THE Port of Shanghai in China remained the world’s biggest container port for the second year in a row in 2015, according to statistics compiled by the Journal of Commerce.
Shanghai increased its lead over second-place Singapore—which for years was the busiest port in the world as well as in Asia, by some 5.6 million TEUs (20-foot container equivalent) over 2014, handling more than 36.5 million TEUs.
The journal attributed much of the difference, however, to a slowdown in Singapore brought about by declining Asia-Europe trade rather than growth in Shanghai. Container shipment volumes fell for the fourth consecutive year in Singapore in 2014, the magazine said.
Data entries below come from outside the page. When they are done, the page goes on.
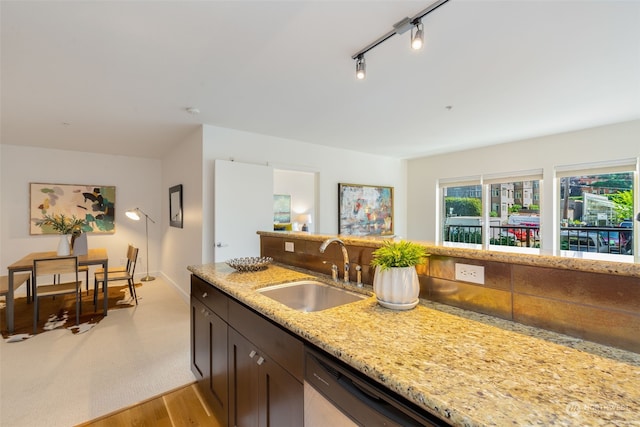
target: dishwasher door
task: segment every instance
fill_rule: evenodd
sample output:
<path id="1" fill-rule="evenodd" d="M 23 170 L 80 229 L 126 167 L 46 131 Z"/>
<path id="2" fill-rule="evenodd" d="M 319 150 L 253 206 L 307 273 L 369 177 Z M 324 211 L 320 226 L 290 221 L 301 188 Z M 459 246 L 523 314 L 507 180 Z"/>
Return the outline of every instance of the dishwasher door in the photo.
<path id="1" fill-rule="evenodd" d="M 308 398 L 307 386 L 314 388 L 314 391 L 319 392 L 325 399 L 317 399 L 311 391 Z M 318 403 L 314 403 L 314 399 Z M 332 408 L 327 408 L 327 404 Z M 308 408 L 307 405 L 309 405 Z M 332 360 L 310 348 L 305 350 L 305 413 L 308 410 L 314 414 L 314 419 L 319 411 L 326 411 L 327 417 L 334 416 L 335 411 L 342 412 L 346 416 L 341 421 L 343 424 L 340 421 L 327 424 L 325 421 L 325 426 L 447 425 L 426 411 L 409 407 L 408 404 L 391 396 L 380 386 L 372 384 L 370 380 L 364 379 L 341 362 Z M 309 422 L 311 421 L 310 419 Z M 305 427 L 316 425 L 305 423 Z"/>
<path id="2" fill-rule="evenodd" d="M 358 427 L 311 384 L 304 382 L 304 427 Z"/>

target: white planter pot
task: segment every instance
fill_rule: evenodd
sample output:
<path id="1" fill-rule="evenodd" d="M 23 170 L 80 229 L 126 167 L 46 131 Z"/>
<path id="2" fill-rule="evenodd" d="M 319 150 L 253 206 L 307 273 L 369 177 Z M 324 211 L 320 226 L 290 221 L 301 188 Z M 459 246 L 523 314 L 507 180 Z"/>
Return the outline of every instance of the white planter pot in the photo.
<path id="1" fill-rule="evenodd" d="M 69 246 L 69 238 L 66 234 L 60 235 L 60 241 L 58 242 L 58 256 L 67 256 L 71 253 L 71 247 Z"/>
<path id="2" fill-rule="evenodd" d="M 420 282 L 415 267 L 381 270 L 376 267 L 373 292 L 378 303 L 394 310 L 408 310 L 418 305 Z"/>

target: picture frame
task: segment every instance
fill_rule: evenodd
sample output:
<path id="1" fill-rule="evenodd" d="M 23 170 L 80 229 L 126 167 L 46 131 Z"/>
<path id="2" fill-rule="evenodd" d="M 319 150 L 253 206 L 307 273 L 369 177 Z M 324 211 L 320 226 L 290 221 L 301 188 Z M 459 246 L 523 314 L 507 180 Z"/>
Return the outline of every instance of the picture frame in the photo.
<path id="1" fill-rule="evenodd" d="M 338 184 L 338 233 L 393 235 L 393 187 Z"/>
<path id="2" fill-rule="evenodd" d="M 169 225 L 171 227 L 183 227 L 182 215 L 182 184 L 169 188 Z"/>
<path id="3" fill-rule="evenodd" d="M 287 194 L 273 195 L 274 224 L 288 224 L 291 222 L 291 196 Z"/>
<path id="4" fill-rule="evenodd" d="M 116 187 L 113 185 L 29 183 L 29 234 L 58 234 L 38 226 L 45 215 L 84 219 L 84 233 L 116 231 Z"/>

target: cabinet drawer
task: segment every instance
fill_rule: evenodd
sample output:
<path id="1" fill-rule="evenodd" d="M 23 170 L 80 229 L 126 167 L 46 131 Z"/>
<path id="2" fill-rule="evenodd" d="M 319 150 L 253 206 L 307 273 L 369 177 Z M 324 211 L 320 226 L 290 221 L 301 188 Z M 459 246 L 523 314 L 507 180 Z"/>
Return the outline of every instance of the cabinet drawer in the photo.
<path id="1" fill-rule="evenodd" d="M 228 323 L 298 381 L 303 381 L 304 344 L 301 340 L 231 299 Z"/>
<path id="2" fill-rule="evenodd" d="M 191 295 L 202 302 L 209 310 L 216 313 L 225 322 L 229 317 L 227 297 L 201 278 L 191 275 Z"/>

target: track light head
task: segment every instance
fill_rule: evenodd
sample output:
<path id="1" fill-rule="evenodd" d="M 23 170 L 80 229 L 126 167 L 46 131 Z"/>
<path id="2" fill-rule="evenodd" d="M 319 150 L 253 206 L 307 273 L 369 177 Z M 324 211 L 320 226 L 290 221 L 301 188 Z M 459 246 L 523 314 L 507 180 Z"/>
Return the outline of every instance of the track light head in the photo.
<path id="1" fill-rule="evenodd" d="M 415 23 L 416 33 L 413 34 L 413 29 L 411 30 L 411 48 L 413 50 L 420 50 L 422 46 L 424 46 L 424 31 L 422 27 L 422 21 L 418 21 Z"/>
<path id="2" fill-rule="evenodd" d="M 364 61 L 364 55 L 356 58 L 356 79 L 364 80 L 367 77 L 367 64 Z"/>

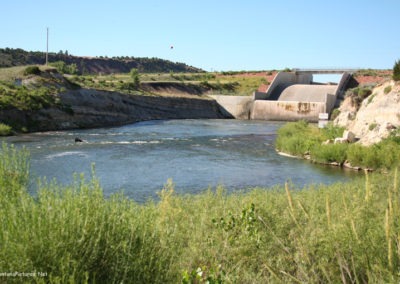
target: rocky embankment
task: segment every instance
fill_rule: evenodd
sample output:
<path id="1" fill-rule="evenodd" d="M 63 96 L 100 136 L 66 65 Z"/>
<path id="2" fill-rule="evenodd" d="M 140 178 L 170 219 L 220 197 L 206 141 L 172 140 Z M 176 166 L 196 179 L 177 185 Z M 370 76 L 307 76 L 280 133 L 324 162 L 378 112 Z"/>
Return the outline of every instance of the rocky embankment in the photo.
<path id="1" fill-rule="evenodd" d="M 387 81 L 377 85 L 357 110 L 347 97 L 334 124 L 354 133 L 363 145 L 378 143 L 400 128 L 400 84 Z"/>

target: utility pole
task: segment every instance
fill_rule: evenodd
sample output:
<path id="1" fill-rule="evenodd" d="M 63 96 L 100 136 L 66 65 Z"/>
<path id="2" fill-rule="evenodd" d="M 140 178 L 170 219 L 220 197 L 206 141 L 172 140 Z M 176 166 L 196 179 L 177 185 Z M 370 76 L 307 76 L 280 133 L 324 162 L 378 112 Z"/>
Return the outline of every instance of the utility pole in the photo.
<path id="1" fill-rule="evenodd" d="M 47 28 L 47 42 L 46 42 L 46 66 L 49 65 L 49 28 Z"/>

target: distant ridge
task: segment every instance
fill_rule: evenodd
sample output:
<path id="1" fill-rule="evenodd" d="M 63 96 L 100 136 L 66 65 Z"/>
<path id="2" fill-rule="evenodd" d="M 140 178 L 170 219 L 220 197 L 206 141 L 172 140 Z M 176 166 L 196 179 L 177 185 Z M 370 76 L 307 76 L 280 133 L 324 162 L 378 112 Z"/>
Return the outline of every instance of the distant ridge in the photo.
<path id="1" fill-rule="evenodd" d="M 45 64 L 46 55 L 41 51 L 25 51 L 20 48 L 0 48 L 0 67 L 20 65 Z M 69 55 L 67 51 L 49 53 L 49 62 L 64 61 L 66 64 L 76 64 L 81 74 L 112 74 L 127 73 L 136 68 L 142 73 L 194 73 L 204 70 L 185 63 L 172 62 L 160 58 L 147 57 L 86 57 Z"/>

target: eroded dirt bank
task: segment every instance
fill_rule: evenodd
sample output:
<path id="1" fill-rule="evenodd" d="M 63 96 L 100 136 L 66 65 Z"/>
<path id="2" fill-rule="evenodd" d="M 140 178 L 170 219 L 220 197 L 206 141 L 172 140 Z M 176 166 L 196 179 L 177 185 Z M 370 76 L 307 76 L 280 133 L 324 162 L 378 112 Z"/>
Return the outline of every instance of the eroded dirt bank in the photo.
<path id="1" fill-rule="evenodd" d="M 224 118 L 206 97 L 128 95 L 94 89 L 57 94 L 62 107 L 0 112 L 0 121 L 26 126 L 29 132 L 118 126 L 156 119 Z"/>

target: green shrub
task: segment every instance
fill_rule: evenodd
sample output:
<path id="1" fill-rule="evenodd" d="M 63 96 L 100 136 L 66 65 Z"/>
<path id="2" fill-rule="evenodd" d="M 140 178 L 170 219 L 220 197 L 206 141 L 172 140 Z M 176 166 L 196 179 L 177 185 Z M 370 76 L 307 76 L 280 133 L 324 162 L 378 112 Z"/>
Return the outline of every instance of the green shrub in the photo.
<path id="1" fill-rule="evenodd" d="M 331 120 L 335 120 L 340 115 L 340 110 L 335 108 L 331 113 Z"/>
<path id="2" fill-rule="evenodd" d="M 38 66 L 28 66 L 24 70 L 24 75 L 40 75 L 41 71 Z"/>
<path id="3" fill-rule="evenodd" d="M 370 125 L 368 125 L 368 129 L 369 131 L 374 130 L 376 127 L 378 126 L 378 124 L 376 124 L 375 122 L 371 123 Z"/>
<path id="4" fill-rule="evenodd" d="M 392 86 L 386 86 L 385 89 L 383 90 L 383 93 L 386 95 L 389 94 L 391 91 L 392 91 Z"/>
<path id="5" fill-rule="evenodd" d="M 349 149 L 347 151 L 347 158 L 352 165 L 365 167 L 368 166 L 368 163 L 366 161 L 370 160 L 370 158 L 367 158 L 370 153 L 372 155 L 375 155 L 375 153 L 372 153 L 372 151 L 368 150 L 366 147 L 358 144 L 353 144 L 349 146 Z"/>
<path id="6" fill-rule="evenodd" d="M 371 169 L 392 169 L 400 163 L 400 138 L 387 138 L 377 144 L 364 147 L 352 144 L 347 159 L 352 165 Z"/>
<path id="7" fill-rule="evenodd" d="M 0 136 L 8 136 L 12 132 L 12 127 L 0 122 Z"/>
<path id="8" fill-rule="evenodd" d="M 360 97 L 361 100 L 364 100 L 371 94 L 372 94 L 371 88 L 360 88 L 358 90 L 358 96 Z"/>
<path id="9" fill-rule="evenodd" d="M 321 129 L 321 133 L 326 139 L 335 139 L 337 137 L 342 137 L 344 130 L 344 127 L 336 126 L 332 122 L 329 122 Z"/>
<path id="10" fill-rule="evenodd" d="M 318 129 L 306 121 L 289 122 L 278 129 L 276 148 L 285 153 L 302 156 L 315 145 L 323 141 Z"/>
<path id="11" fill-rule="evenodd" d="M 347 144 L 317 144 L 311 150 L 311 159 L 319 163 L 343 164 L 347 159 L 347 149 Z"/>
<path id="12" fill-rule="evenodd" d="M 390 136 L 374 147 L 380 158 L 380 167 L 393 169 L 400 165 L 400 136 Z"/>
<path id="13" fill-rule="evenodd" d="M 373 101 L 373 99 L 375 98 L 375 96 L 376 96 L 376 94 L 372 94 L 371 96 L 369 96 L 369 98 L 368 98 L 368 104 L 370 104 L 370 103 Z"/>
<path id="14" fill-rule="evenodd" d="M 334 126 L 332 123 L 318 129 L 306 121 L 289 122 L 278 129 L 275 143 L 276 148 L 280 151 L 302 156 L 305 153 L 312 152 L 312 149 L 319 149 L 315 146 L 328 139 L 342 137 L 343 132 L 343 127 Z"/>
<path id="15" fill-rule="evenodd" d="M 346 91 L 346 96 L 351 98 L 351 104 L 357 109 L 360 108 L 362 101 L 372 94 L 371 87 L 356 87 Z"/>

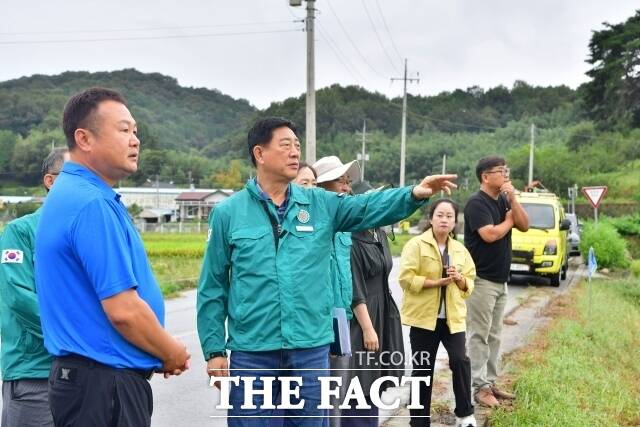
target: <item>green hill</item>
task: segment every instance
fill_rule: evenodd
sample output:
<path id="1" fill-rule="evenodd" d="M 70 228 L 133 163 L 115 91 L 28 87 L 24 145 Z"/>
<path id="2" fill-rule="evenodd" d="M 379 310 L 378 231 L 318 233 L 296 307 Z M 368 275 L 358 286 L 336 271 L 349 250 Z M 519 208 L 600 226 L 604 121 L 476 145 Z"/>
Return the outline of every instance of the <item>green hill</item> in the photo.
<path id="1" fill-rule="evenodd" d="M 52 143 L 65 144 L 60 130 L 65 101 L 94 85 L 122 91 L 139 122 L 141 163 L 127 184 L 157 176 L 181 185 L 240 187 L 251 173 L 246 130 L 257 117 L 288 117 L 304 139 L 304 95 L 259 111 L 245 100 L 216 90 L 181 87 L 174 78 L 157 73 L 36 75 L 0 82 L 0 188 L 19 192 L 20 187 L 38 185 L 41 159 Z M 634 170 L 630 162 L 640 158 L 640 129 L 599 129 L 587 120 L 579 94 L 580 89 L 566 86 L 536 87 L 517 81 L 511 88 L 471 87 L 410 96 L 406 181 L 440 172 L 446 154 L 447 171 L 457 173 L 466 188 L 459 196 L 464 199 L 477 187 L 477 159 L 499 153 L 507 157 L 512 179 L 521 187 L 527 175 L 530 127 L 535 124 L 535 178 L 547 188 L 565 194 L 573 183 L 583 185 L 603 174 L 602 178 L 611 178 L 610 191 L 617 198 L 637 197 L 633 185 L 622 179 L 625 175 L 618 178 L 616 171 L 625 164 Z M 401 100 L 340 85 L 318 90 L 316 98 L 317 156 L 356 158 L 361 150 L 356 132 L 366 119 L 370 155 L 366 178 L 374 184 L 397 184 Z"/>
<path id="2" fill-rule="evenodd" d="M 158 148 L 203 148 L 244 129 L 256 109 L 217 90 L 186 88 L 176 79 L 133 69 L 56 76 L 34 75 L 0 83 L 0 129 L 27 136 L 59 126 L 66 100 L 87 87 L 121 91 Z"/>

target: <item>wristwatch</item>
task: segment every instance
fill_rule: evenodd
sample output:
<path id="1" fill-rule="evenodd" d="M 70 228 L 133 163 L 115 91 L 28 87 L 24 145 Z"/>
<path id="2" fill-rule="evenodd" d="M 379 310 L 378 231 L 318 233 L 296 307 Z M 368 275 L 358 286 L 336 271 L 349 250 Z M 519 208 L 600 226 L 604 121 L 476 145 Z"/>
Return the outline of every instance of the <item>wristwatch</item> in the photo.
<path id="1" fill-rule="evenodd" d="M 209 353 L 209 357 L 207 357 L 207 360 L 211 360 L 214 357 L 227 357 L 227 350 L 211 352 Z"/>

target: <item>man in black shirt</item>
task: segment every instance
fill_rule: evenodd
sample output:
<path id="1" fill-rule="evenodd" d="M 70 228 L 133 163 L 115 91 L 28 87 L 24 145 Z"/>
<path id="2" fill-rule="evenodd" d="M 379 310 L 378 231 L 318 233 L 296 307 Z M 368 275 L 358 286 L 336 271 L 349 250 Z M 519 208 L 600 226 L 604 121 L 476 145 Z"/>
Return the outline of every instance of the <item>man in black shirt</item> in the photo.
<path id="1" fill-rule="evenodd" d="M 480 159 L 476 176 L 480 191 L 464 208 L 464 243 L 477 273 L 475 289 L 467 300 L 467 348 L 475 400 L 493 407 L 498 406 L 496 398 L 515 398 L 498 389 L 495 380 L 511 267 L 511 229 L 527 231 L 529 219 L 516 200 L 503 158 Z"/>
In a report earlier in the year, Fitch-owned BMI Research concluded Singapore was unlikely to regain its position as Asia’s biggest transshipment hub, as it has largely reached its capacity. “For the port of Singapore to retain its position as the premier Asian transhipment hub and battle the port of Shanghai for first position, Singapore must continue to expand and keep up with shipping trends,” BMI wrote.
All ten of the biggest container ports in 2015 were located in Asia, and the only one of the top 10 located outside East or Southeast Asia was Dubai’s Jebel Ali. Including Hong Kong, seven of the top 10 ports were located in China.
The Port of Manila ranked 35th on the list of the 50 biggest ports, handling 4.23 million TEU of cargo in 2015.